The other two alternatives for the organisational setup that the concept paper sets forth are the ‘EU Governance' by the EU Commission themselves or the European Medicines Agency (EMA) acting on their behalf and the ‘National Governance' by official national bodies.
System Architecture and Organisational Aspects
With respect to the system landscape, EFPIA together with its partners from the other stakeholder associations propose a setup that is composed of an EU Central Hub and connected national systems. The EU Central Hub serves as the entry point for pharmaceutical companies and parallel distributors to feed their pack data via a single European gateway into the different national systems. In each country, both product verification and checkout of the pack upon dispense occur against the data contained in the national repository.

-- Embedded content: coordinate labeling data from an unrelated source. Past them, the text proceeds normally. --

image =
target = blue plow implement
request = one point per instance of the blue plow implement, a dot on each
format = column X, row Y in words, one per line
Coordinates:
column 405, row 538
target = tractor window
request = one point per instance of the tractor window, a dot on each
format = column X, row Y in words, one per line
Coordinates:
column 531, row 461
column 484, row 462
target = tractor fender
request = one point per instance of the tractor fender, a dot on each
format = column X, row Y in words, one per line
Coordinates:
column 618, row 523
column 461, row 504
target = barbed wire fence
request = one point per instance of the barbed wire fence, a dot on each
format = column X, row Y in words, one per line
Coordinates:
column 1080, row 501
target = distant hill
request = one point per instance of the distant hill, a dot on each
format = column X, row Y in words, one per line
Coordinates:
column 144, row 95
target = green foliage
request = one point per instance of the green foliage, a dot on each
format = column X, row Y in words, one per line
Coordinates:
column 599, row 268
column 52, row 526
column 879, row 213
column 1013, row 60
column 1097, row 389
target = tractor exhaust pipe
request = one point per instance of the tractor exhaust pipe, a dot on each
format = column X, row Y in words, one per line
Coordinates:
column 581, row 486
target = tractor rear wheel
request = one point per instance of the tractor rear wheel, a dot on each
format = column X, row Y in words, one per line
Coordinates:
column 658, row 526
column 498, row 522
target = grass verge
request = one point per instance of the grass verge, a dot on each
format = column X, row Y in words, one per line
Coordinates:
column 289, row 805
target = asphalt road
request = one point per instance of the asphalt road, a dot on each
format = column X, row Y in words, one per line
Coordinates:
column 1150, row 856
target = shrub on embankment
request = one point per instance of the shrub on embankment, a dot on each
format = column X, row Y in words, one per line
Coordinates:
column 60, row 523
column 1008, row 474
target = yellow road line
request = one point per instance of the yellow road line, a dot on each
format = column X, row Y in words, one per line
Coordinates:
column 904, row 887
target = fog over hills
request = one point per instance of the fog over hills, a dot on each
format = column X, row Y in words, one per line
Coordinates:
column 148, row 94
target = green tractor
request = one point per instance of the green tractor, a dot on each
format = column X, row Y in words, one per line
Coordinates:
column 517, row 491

For the development of the national systems, different variants can be thought of: National stakeholder organisations could decide to develop their own system e.g. in order to perfectly embed it into a pre-existing IT infrastructure in the pharmacies. The downside of this approach is the need to acquire the necessary knowhow and to bear the costs for system design and implementation all alone.
It could as well be that several countries liaise to develop and operate a joint system. And finally, the ‘Greenfield' approach is an offer where a European stakeholder organisation would develop one verification repository template that would then be parameterised to national needs so as to end up with a set of parameterised Greenfield instances that are all operated by the European organisation on behalf of the individual national stakeholder organisations.
Thismakes clear: Out of the three organisation alternatives outlined in the concept paper, it's the ‘Stakeholder Governance' model that is preferred by manufacturers, wholesalers, and pharmacists. Thereto Dr. Martin Friedrich, Head ofProduct Tracking and Authentication at Bayer Technology Services GmbH and Program Manager at EFPIA: "Having all partners at one table is key for the success and makes concerns unfounded that the pharmaceutical industry could try to enforce any distinct interests to compensate that they have to pay for the system."
It's Time to Start - Now
What are the next steps? Once having received all answers to the November public consultation paper in the end of April, the EU Commission will publish all answers and comments on their website. This will serve as an input for the further work of the commission that along several steps will finally result in the publication of the ‘Delegated Acts' in 2014.
Subsequently, the EU member states will have three years time to turn them into national law. Seemingly a long timeframe but the experience from the requirements of the Turkish Ministry of Health and the introduction of the non-serialised Data Matrix coding in France reveals the considerable amount of work that manufacturers are facing.
Thereto again Dr. Friedrich: "At first, each company needs to have a master plan that considers the existing IT infrastructure and all packaging sites delivering to the EU with their typically widespread equipment diversityas it evolved over time. The next steps are then the revision of the medium-term budget planning and the selection and assignment of capable suppliers. Those who start late will not be ready in time as there is already a competition for the short resources in the market."